A new system field called _collector_internal_ip_address was added to all XDR Collector datasets including Filebeat and Winlogbeat data. This system field provides the internal IP of the endpoint.

Playbooks

Feature

Description

Cloud Data Exfiltration

This playbook responds to and investigates alerts from XSIAM analytics about data exfiltration activity in a cloud environment. It enriches all relevant data and performs investigation actions, such as IP address prevalence checks, bucket enumeration, and persistence mechanism by the attacker IP. Based on the enrichment and investigation results, the playbook performs remediation actions. This playbook is included in the Cloud Incident Response pack.

Cloud Key Rotation

An important aspect of every cloud playbook is handling compromised credentials. This playbook is one of the main building blocks for cloud investigation and response playbooks. It quickly and efficiently responds to rotate compromised credentials based on their type, performing actions, such as resetting passwords and changing credential profiles. This playbook is included in the Cloud Incident Response pack.

Identity Threat Detection and Remediation (ITDR)

New ITDR enhancements enable organizations to more effectively detect and manage risky users and hosts.

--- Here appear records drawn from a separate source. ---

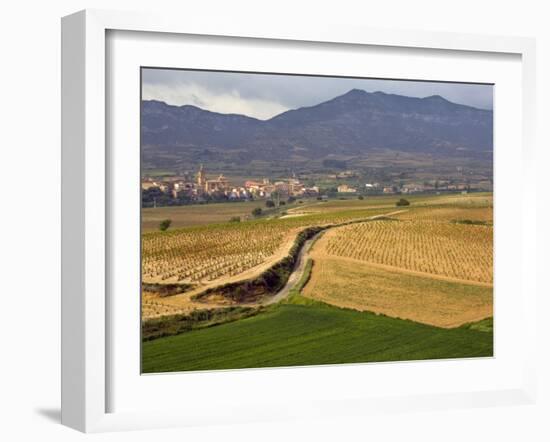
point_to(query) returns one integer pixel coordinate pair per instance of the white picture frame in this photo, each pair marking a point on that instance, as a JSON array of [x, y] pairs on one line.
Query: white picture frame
[[86, 353]]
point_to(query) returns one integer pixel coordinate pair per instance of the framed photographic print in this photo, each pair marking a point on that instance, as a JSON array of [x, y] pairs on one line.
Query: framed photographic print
[[251, 214]]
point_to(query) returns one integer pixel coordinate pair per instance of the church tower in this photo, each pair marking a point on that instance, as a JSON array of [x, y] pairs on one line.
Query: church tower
[[201, 177]]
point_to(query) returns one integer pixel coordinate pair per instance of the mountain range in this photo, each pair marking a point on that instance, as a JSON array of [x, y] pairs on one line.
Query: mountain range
[[350, 124]]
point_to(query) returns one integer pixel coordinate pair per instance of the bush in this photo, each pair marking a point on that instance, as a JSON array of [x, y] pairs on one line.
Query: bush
[[163, 226]]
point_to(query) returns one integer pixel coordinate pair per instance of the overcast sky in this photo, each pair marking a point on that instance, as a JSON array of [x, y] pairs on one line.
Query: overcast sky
[[264, 96]]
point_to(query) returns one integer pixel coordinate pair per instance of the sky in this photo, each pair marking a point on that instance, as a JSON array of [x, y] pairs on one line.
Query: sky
[[263, 96]]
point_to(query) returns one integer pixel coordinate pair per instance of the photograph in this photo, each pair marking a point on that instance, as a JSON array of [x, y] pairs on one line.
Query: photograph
[[292, 220]]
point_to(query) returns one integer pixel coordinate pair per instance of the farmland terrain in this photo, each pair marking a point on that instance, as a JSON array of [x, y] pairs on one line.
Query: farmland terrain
[[375, 283]]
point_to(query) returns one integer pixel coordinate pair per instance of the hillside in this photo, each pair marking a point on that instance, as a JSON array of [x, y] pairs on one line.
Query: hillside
[[350, 124]]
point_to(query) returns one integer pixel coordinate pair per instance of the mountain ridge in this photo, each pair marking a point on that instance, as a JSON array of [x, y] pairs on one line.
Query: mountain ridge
[[351, 123]]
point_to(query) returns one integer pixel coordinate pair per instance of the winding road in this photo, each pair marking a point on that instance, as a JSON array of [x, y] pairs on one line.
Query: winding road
[[301, 261]]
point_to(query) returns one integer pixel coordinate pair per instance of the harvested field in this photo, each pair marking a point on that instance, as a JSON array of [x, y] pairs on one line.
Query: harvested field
[[447, 214], [360, 286], [214, 253], [457, 251]]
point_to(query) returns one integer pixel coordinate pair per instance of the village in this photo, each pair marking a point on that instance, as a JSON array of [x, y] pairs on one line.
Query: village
[[220, 188], [201, 188]]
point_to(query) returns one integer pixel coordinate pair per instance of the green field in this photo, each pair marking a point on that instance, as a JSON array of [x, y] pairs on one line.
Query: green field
[[311, 334]]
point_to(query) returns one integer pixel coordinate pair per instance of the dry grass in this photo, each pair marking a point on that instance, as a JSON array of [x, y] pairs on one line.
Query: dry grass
[[445, 214], [361, 286], [453, 250]]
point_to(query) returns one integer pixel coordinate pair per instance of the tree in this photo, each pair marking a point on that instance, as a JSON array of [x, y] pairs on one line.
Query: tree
[[165, 224]]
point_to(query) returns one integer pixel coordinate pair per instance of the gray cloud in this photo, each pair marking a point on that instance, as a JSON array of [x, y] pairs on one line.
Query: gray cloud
[[265, 95]]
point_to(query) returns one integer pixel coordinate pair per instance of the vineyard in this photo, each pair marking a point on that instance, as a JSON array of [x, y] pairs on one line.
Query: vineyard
[[204, 254], [450, 213], [452, 250]]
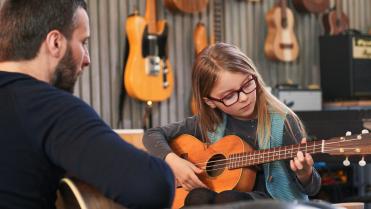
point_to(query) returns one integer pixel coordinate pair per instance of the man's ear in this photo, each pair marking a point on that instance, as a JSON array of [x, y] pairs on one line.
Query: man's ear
[[209, 102], [56, 43]]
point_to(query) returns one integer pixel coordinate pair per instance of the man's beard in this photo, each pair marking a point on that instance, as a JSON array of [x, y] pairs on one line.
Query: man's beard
[[65, 75]]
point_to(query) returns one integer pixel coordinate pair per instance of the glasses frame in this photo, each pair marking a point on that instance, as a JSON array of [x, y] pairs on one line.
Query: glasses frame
[[238, 93]]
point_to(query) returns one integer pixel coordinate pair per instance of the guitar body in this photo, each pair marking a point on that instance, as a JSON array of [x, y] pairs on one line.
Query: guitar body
[[312, 6], [281, 43], [148, 73], [75, 194], [200, 37], [334, 25], [219, 178]]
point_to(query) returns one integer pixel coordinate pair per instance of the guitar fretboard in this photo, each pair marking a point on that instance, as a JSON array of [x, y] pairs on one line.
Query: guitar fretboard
[[239, 160]]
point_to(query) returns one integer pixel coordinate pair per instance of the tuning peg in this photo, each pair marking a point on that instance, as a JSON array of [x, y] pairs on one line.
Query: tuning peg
[[362, 162], [346, 162]]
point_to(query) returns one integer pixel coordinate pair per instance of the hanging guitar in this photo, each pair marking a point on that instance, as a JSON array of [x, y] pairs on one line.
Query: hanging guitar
[[200, 37], [148, 73], [335, 21], [281, 43], [311, 6], [227, 163], [186, 6]]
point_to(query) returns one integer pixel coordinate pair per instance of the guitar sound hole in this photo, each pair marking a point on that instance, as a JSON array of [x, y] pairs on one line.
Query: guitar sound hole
[[216, 165]]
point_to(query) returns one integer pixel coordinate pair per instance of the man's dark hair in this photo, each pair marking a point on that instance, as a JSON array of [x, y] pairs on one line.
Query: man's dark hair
[[24, 24]]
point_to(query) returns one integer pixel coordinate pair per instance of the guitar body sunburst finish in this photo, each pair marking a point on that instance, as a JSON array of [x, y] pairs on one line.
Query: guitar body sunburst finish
[[148, 73], [217, 177], [281, 43]]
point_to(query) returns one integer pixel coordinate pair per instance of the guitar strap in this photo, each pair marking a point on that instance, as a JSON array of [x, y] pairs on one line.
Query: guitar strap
[[219, 131]]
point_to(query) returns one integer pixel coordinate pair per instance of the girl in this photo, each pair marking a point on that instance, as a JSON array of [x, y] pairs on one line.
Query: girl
[[231, 98]]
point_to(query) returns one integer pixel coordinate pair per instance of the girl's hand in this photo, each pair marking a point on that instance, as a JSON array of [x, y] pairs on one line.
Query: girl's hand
[[302, 165], [185, 172]]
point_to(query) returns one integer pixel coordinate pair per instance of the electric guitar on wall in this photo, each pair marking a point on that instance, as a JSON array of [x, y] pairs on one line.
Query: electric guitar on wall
[[228, 163], [148, 73], [335, 21], [281, 43]]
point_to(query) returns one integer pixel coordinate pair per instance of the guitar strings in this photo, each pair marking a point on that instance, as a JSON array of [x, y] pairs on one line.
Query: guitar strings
[[224, 165], [258, 152], [262, 156]]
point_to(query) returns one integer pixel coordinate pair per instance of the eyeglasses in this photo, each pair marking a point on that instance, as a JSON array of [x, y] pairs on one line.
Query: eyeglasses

Cortex XSIAM playbooks can now identify identity threats and empower analysts to make informed decisions based on calculated risk for assets in their network.

The Cortex XSIAM 2.0 release includes the following changes to existing functionality:

Component

Area

Description

User Space Mode for Container-Optimized OS (COS)

Container-Optimized OS on Google Cloud Platform

For Google Container-Optimized OS (COS) on Google Cloud Platform, Cortex XDR agent now enforces User Space Mode. Kernel Mode on this platform is no longer supported.

Total Incident widget

Widget library

The Total Incident widget has been renamed to Open Incidents and includes new functionality. You can now group the graph data by hour, day, or week, and you can choose to display data about incidents or alerts.

Incident Management Dashboard and Report

Dashboards and Reports

The Incident Management Dashboard and Report templates have been updated to include the new Open Incidents and Open Incidents by Assignee Over Time widgets.